Since we were in the neighborhood, we figured we'd head out to Mira Loma (near San Bernardino), to get our bus serviced. We needed it lubed and oiled and just generally checkout out. Mira Loma is one of five cities in the country that has a Prevost repair shop. We visited several of them (don't ask) on our QUEEN OF THE ROAD trip. While some other repair places make you move out of your rig for days while you're being serviced, Prevost not only lets you stay in your rig, but even in their lot.
It's a huge place with tons of buses, most of them belonging to touring companies (ie, "seated coaches"), but occasionally, we'll have a brush with a celebrity bus (Whoopi - call me!). In the midst of all those buses parked for various lengths of time (they also sell some on their lot), is a row of hook-ups next to a grassy patch (Prevost is not only thoughtful of their customers, but of their customers' dogs) where people like us can stay a few days. There's even an In 'n' Out nearby, and you know how I feel about my In 'n' Out. Which reminds me: Really, In 'n' Out, I have to question your customer service, since our prior experience appears to be no anomaly. Now, whenever I order my "two double-doubles, protein-style" at any location, your cashier looks at both Tim and me and asks, "Do you want fries with that?" Listen up! I'm a real woman with a real appetite and Tim hasn't ordered yet! What do you want from me?
Sorry (you know how I feel about my In 'n' Out), back to Prevost. Here are two of the gals that always make us feel welcome:
Nicole Wilson and Delene Tawater, the Service Coordinator.
We had a 2 pm appointment, but that got changed a couple of days before and we were told we had to be there by 8:30 am. You know how I hate to get up early. (Imagine how much Tim hates it when I have to get up early.) But, we made it (and, believe me, I take no credit on that count).
Once our bus was in the service bay, Tim asked, "They're putting the bus up on the hydraulic lift. Do you want to stay inside or come to the customer lounge?"

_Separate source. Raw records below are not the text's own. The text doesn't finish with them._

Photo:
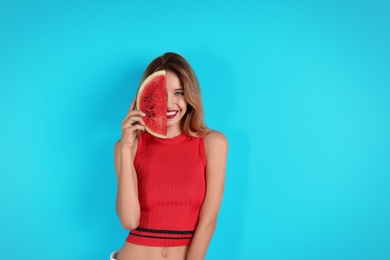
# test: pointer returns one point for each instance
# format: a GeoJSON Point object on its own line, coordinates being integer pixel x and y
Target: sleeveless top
{"type": "Point", "coordinates": [171, 189]}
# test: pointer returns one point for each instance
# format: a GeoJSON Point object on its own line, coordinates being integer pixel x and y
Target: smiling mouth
{"type": "Point", "coordinates": [171, 114]}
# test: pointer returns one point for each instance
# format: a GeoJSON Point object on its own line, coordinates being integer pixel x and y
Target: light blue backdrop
{"type": "Point", "coordinates": [300, 89]}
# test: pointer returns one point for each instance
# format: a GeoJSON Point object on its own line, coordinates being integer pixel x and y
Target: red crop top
{"type": "Point", "coordinates": [171, 189]}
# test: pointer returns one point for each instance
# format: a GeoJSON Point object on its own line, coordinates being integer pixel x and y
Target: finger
{"type": "Point", "coordinates": [132, 106]}
{"type": "Point", "coordinates": [132, 121]}
{"type": "Point", "coordinates": [132, 113]}
{"type": "Point", "coordinates": [133, 128]}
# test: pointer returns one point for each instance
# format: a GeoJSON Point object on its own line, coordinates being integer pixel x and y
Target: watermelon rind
{"type": "Point", "coordinates": [139, 101]}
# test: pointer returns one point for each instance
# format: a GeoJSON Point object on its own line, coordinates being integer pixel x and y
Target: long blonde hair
{"type": "Point", "coordinates": [193, 122]}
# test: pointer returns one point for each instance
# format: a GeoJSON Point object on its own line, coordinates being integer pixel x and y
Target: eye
{"type": "Point", "coordinates": [179, 93]}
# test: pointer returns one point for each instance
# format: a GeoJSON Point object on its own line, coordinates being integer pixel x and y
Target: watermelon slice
{"type": "Point", "coordinates": [152, 100]}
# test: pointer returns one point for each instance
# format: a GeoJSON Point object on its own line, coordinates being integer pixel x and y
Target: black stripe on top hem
{"type": "Point", "coordinates": [160, 231]}
{"type": "Point", "coordinates": [160, 237]}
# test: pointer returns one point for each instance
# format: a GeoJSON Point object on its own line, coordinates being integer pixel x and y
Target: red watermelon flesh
{"type": "Point", "coordinates": [152, 100]}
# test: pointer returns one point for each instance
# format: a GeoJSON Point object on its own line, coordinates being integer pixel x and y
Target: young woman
{"type": "Point", "coordinates": [170, 190]}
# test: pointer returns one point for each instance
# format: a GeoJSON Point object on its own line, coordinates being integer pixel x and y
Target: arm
{"type": "Point", "coordinates": [216, 154]}
{"type": "Point", "coordinates": [127, 203]}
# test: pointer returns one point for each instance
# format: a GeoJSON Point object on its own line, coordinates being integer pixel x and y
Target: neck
{"type": "Point", "coordinates": [172, 132]}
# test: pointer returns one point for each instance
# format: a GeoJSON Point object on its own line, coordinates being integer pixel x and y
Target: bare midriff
{"type": "Point", "coordinates": [136, 252]}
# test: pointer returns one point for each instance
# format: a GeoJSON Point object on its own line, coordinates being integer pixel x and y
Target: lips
{"type": "Point", "coordinates": [171, 114]}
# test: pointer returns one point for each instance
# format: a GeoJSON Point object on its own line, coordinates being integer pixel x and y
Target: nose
{"type": "Point", "coordinates": [169, 101]}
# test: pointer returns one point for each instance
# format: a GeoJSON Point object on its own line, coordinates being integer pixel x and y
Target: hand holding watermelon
{"type": "Point", "coordinates": [132, 125]}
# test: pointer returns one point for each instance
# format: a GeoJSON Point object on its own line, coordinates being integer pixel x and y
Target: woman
{"type": "Point", "coordinates": [170, 190]}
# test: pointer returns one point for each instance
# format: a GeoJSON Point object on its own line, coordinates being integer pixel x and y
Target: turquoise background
{"type": "Point", "coordinates": [300, 89]}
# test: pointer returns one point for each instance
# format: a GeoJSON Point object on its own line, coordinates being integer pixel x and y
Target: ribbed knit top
{"type": "Point", "coordinates": [171, 189]}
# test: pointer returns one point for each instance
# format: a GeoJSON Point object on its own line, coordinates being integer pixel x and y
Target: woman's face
{"type": "Point", "coordinates": [176, 102]}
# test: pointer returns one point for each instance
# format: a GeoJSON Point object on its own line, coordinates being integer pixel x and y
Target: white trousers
{"type": "Point", "coordinates": [114, 255]}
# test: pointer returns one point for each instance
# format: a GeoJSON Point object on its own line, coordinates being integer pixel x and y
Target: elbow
{"type": "Point", "coordinates": [208, 227]}
{"type": "Point", "coordinates": [129, 224]}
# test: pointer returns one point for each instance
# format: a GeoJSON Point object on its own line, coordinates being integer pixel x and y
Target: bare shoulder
{"type": "Point", "coordinates": [215, 141]}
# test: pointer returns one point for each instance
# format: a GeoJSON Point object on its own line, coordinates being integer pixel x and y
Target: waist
{"type": "Point", "coordinates": [131, 251]}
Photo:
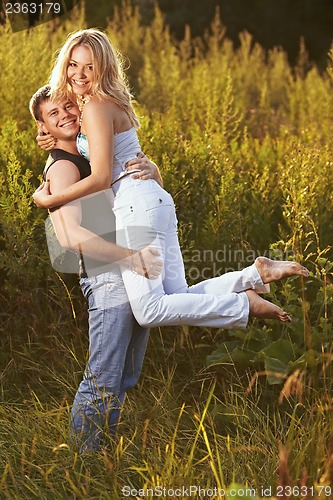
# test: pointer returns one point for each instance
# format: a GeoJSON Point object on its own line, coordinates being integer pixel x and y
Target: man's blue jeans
{"type": "Point", "coordinates": [117, 346]}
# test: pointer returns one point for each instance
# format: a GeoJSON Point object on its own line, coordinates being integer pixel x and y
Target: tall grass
{"type": "Point", "coordinates": [243, 142]}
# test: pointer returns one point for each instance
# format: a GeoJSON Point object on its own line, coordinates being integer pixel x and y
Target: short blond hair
{"type": "Point", "coordinates": [110, 82]}
{"type": "Point", "coordinates": [42, 95]}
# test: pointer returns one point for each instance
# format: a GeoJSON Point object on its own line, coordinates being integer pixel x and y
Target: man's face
{"type": "Point", "coordinates": [60, 119]}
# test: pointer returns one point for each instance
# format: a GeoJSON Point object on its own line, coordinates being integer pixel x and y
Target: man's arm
{"type": "Point", "coordinates": [72, 235]}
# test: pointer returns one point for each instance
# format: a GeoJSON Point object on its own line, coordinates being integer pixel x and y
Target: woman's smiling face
{"type": "Point", "coordinates": [80, 72]}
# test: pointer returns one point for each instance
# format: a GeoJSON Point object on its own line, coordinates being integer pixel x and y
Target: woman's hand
{"type": "Point", "coordinates": [46, 141]}
{"type": "Point", "coordinates": [148, 169]}
{"type": "Point", "coordinates": [42, 195]}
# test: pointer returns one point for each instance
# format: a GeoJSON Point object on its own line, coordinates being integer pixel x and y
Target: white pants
{"type": "Point", "coordinates": [145, 215]}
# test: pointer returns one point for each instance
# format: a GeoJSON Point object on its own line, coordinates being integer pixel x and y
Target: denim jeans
{"type": "Point", "coordinates": [117, 345]}
{"type": "Point", "coordinates": [218, 302]}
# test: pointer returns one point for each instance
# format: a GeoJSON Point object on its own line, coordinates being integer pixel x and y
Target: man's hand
{"type": "Point", "coordinates": [148, 169]}
{"type": "Point", "coordinates": [42, 195]}
{"type": "Point", "coordinates": [46, 141]}
{"type": "Point", "coordinates": [147, 263]}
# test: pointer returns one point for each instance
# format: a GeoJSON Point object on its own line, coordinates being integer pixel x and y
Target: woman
{"type": "Point", "coordinates": [89, 68]}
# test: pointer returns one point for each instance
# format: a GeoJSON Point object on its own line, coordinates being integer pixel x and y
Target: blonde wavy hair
{"type": "Point", "coordinates": [110, 82]}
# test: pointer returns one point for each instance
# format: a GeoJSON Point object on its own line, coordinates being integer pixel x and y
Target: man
{"type": "Point", "coordinates": [117, 343]}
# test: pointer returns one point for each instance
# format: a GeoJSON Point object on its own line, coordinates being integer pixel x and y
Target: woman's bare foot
{"type": "Point", "coordinates": [272, 270]}
{"type": "Point", "coordinates": [261, 308]}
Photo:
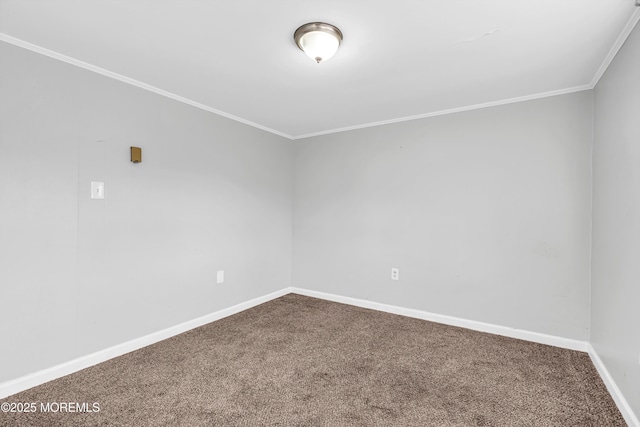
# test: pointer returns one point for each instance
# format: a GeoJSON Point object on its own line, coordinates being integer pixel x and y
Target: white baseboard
{"type": "Point", "coordinates": [537, 337]}
{"type": "Point", "coordinates": [17, 385]}
{"type": "Point", "coordinates": [624, 407]}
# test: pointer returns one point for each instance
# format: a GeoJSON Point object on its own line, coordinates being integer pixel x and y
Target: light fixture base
{"type": "Point", "coordinates": [309, 44]}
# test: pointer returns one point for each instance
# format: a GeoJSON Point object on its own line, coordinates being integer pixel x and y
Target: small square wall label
{"type": "Point", "coordinates": [97, 190]}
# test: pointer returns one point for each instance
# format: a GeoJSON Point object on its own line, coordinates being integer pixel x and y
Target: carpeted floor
{"type": "Point", "coordinates": [300, 361]}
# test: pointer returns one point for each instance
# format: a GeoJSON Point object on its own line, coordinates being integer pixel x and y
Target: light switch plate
{"type": "Point", "coordinates": [97, 190]}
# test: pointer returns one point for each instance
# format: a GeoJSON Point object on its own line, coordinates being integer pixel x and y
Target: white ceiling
{"type": "Point", "coordinates": [399, 59]}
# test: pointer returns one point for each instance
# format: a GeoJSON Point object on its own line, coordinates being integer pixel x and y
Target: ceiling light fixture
{"type": "Point", "coordinates": [318, 40]}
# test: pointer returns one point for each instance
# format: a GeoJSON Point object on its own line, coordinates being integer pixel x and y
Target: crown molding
{"type": "Point", "coordinates": [69, 60]}
{"type": "Point", "coordinates": [626, 31]}
{"type": "Point", "coordinates": [449, 111]}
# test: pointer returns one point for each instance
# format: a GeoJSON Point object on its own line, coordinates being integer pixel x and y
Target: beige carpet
{"type": "Point", "coordinates": [300, 361]}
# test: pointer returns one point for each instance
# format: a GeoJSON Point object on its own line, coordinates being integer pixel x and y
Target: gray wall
{"type": "Point", "coordinates": [615, 300]}
{"type": "Point", "coordinates": [486, 213]}
{"type": "Point", "coordinates": [79, 275]}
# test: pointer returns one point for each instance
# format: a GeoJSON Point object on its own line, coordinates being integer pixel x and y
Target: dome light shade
{"type": "Point", "coordinates": [318, 40]}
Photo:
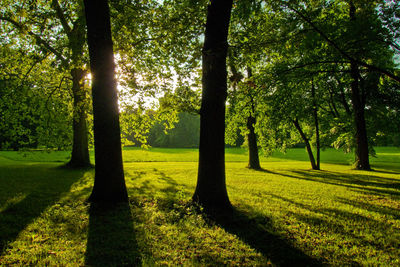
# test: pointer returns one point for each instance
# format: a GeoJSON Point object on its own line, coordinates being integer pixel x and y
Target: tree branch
{"type": "Point", "coordinates": [61, 17]}
{"type": "Point", "coordinates": [38, 39]}
{"type": "Point", "coordinates": [341, 51]}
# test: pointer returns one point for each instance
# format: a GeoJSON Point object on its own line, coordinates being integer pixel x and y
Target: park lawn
{"type": "Point", "coordinates": [285, 215]}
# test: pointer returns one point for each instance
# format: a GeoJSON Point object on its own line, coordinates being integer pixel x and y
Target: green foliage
{"type": "Point", "coordinates": [33, 102]}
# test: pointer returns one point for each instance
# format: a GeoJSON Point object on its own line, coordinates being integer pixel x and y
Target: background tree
{"type": "Point", "coordinates": [59, 30]}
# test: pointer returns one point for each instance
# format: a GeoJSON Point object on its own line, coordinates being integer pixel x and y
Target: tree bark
{"type": "Point", "coordinates": [308, 146]}
{"type": "Point", "coordinates": [361, 138]}
{"type": "Point", "coordinates": [358, 103]}
{"type": "Point", "coordinates": [254, 160]}
{"type": "Point", "coordinates": [109, 182]}
{"type": "Point", "coordinates": [315, 114]}
{"type": "Point", "coordinates": [211, 190]}
{"type": "Point", "coordinates": [80, 146]}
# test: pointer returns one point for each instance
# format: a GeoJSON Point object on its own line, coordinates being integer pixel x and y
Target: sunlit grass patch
{"type": "Point", "coordinates": [286, 214]}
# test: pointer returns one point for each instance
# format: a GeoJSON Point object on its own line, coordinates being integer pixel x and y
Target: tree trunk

"Are you insane? I'm going back to bed." And, I did. In the bus. (I doubted Prevost wanted me to take the word, "lounge," too literally. Besides, although they have a TV, wash-dryer and internet connection there, I didn't see a bed.) We have a white-noise machine in out bedroom, so I was able to sleep undisturbed while the bus was worked on and PN followed the mechanic around, asking questions and adding to his already impressive and excruciatingly detailed knowledge of bus guts. I'm sure you know how sorry I was to miss that.
I awoke upon feeling the engine start, and then the bus move. Assuming Tim was driving us to our hook-ups on the lot, I made my way up front. Unfortunately, I hadn't counted on Prevost being quite as full service as it is, because in fact, Tony, the technician who had worked on our rig, was parking us in our space. Our bus is configured in such a way that I really couldn't tell it was Tony until I was almost upon him and a "Hey, honey!" had escaped from my lips. Of course, I was still in my PJs, but I guess Tony has seen it all, as he was not only unfrazzled, but didn't even retch or anything. I mean, come on: A middle-aged, married woman in her flannels at one o'clock in the afternoon - oops! I hadn't mentioned it was one o'clock, had I? - apparently coming on to you. That is just so BLECH on so many levels. (For all I know, Tony's already filed his Workman's Comp claim. Sorry, Prevost!)
Here's the view we had from our bus of the rest of the lot:
Sadly, we were told most of those buses are for sale (such a deal you could get!), due to many of these touring companies going under. We actually found our bus this way, in 2003, on a Volvo (they own Prevost) repo lot in TN.
If ya see anything ya like, I'm sure Delene will hook you up. Anyone want to caravan with us?